Nurses are not the only healthcare workers who are feeling aggrieved these days. Doctors are, too. Several recently enacted structural changes in our healthcare systems have heightened our sense of anxiety and frustration. Consider the headaches surrounding the adoption of non-interfacing (for the foreseeable future) electronic health record (EHR) systems, the challenges of scrolling through lengthier lists of equally ineffective, and often problematic, ICD-10 disease codes, the controversies surrounding the rollout of the Affordable Care Act and the thankless role we serve as unwitting gatekeepers for a system whose bloating costs continue to spiral out of control.
Would unionizing provide us with the necessary clout to exact some of the changes that would make our lives and those of our patients better? In 1935, the National Labor Relations Act guaranteed most private-sector workers, including those in healthcare, the right to unionize and bargain collectively. That changed in 1947 when the Taft-Hartley Act prohibited healthcare workers of nonprofit hospitals from forming unions and engaging in collective bargaining. In 1974, this specific exclusion was repealed and replaced with a specific 10-day advanced written notice requirement needed prior to any strike action.6
Yet doctors walking off the job remains a rare event in America. First, the U.S. population as a whole takes a dim view of strikes. People are not accustomed to and are generally annoyed by the inconveniences imposed by a strike action, and if one’s health were left hanging in the balance, there would be scant sympathy for and more likely a deep sense of resentment against striking physicians. Another reason that striking doctors in America is a rare occurrence is that many of us are either self-employed in private practice and, thus, not considered employees or work in teaching hospitals where we are considered supervisors. Based on some restrictive interpretations by the courts, this designation makes us ineligible to bargain collectively.

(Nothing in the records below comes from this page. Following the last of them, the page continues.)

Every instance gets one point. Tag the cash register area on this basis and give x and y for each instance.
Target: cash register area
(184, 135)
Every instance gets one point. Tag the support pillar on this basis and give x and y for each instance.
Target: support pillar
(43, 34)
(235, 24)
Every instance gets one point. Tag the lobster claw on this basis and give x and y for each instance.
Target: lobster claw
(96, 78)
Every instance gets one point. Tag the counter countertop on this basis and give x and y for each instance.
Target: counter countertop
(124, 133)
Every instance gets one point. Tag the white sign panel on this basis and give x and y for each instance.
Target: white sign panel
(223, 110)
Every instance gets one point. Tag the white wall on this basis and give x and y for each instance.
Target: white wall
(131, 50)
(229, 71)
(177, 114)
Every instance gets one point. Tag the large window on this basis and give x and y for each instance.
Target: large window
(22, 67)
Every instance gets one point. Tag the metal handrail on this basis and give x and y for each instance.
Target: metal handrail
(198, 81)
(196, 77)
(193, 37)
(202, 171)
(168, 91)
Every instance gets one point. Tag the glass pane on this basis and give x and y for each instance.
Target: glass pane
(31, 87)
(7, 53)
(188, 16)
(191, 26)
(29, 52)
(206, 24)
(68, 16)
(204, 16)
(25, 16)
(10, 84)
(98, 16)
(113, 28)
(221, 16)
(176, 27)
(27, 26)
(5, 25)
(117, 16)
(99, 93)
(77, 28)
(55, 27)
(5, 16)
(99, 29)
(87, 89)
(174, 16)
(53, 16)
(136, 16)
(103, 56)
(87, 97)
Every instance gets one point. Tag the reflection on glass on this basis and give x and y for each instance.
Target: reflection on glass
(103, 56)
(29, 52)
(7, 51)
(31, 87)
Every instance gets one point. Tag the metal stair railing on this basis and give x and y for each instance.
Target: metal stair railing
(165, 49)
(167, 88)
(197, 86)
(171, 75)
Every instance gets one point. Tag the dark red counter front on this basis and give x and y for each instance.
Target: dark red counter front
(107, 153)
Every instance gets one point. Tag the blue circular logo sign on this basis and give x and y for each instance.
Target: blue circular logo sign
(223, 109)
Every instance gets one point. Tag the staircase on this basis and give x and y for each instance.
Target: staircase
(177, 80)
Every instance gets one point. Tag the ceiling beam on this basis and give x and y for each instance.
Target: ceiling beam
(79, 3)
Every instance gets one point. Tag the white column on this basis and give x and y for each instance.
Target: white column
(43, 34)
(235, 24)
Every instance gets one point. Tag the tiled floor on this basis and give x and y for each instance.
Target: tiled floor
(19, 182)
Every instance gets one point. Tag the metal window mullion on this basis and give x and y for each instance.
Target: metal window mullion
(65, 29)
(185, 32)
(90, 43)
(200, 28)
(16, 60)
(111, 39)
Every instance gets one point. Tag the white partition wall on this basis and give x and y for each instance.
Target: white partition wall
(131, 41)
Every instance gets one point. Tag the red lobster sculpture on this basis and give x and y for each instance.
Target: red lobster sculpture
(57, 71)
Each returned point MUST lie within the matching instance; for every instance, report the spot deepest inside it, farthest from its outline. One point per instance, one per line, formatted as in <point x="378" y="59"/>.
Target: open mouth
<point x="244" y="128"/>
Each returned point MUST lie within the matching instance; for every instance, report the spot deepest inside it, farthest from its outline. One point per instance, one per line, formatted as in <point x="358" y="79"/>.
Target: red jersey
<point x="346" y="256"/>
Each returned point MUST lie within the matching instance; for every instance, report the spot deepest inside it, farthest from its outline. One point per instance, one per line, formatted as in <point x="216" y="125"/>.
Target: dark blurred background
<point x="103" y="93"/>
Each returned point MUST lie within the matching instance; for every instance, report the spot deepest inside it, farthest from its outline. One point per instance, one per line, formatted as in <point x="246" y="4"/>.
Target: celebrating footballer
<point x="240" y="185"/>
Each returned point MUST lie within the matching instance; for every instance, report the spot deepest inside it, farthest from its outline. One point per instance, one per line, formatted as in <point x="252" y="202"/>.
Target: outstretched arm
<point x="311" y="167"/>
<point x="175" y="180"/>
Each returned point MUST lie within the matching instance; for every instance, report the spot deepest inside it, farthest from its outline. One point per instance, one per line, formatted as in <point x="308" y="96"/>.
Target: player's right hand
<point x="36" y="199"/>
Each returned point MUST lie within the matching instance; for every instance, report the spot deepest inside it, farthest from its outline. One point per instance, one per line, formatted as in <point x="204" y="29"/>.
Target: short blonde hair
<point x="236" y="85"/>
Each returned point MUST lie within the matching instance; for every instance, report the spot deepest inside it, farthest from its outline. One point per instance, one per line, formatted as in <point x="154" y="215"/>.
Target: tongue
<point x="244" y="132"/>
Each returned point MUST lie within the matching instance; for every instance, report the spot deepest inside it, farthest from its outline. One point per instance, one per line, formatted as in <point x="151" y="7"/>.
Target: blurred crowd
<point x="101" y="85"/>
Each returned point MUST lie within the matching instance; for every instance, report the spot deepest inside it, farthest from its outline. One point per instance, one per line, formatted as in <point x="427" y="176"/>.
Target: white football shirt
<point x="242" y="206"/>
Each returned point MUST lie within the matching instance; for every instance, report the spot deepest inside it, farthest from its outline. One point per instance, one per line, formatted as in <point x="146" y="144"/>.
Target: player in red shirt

Nonetheless, there have been sporadic strikes. One review identified 13 walkouts in North America over the past 50 years: six occurred in Canada under a single-payer system, four involved U.S. medical house staff objecting to work conditions, primarily in public hospitals, and two were protests against soaring malpractice premiums.6 According to the authors, only three of these strikes could be judged as having achieved favorable results for the strikers. Not an impressive record.
Our thoughtful clinical judgment that has evolved through years of training carries little weight with insurers.
Just as the BWH nurses strike was not focused on money, our grievances have less to do with money and more to do with our perceived sense of disrespect. Of course, we would all love a hefty pay raise, but the reality is that our major grievances reflect our disaffection with the clout of some of the more powerful interests in the $3 trillion healthcare industry. Some of our greatest headaches, heartaches and misery can be traced to the often heavy-handed rules and policies imposed on us by these players. For example, one of the most unpleasant tasks physicians face nearly every hour of every day is the vexatious prior authorization (PA) process, an activity that masquerades as a rational review of drug therapy selection by the treating physician, but in reality reflects the battle between the titans—the health insurers and their pharmacy benefit managers on one side seeking lower costs and the drug manufacturers on the other side seeking higher prices for their products (see p. 17). Each side may have some valid reasons supporting their views: insurers are trying to rein in the rising costs of drugs, maintain insurance premiums at affordable levels and turn a profit, and drug companies need the revenue to support their research, earn a profit and satisfy their shareholders.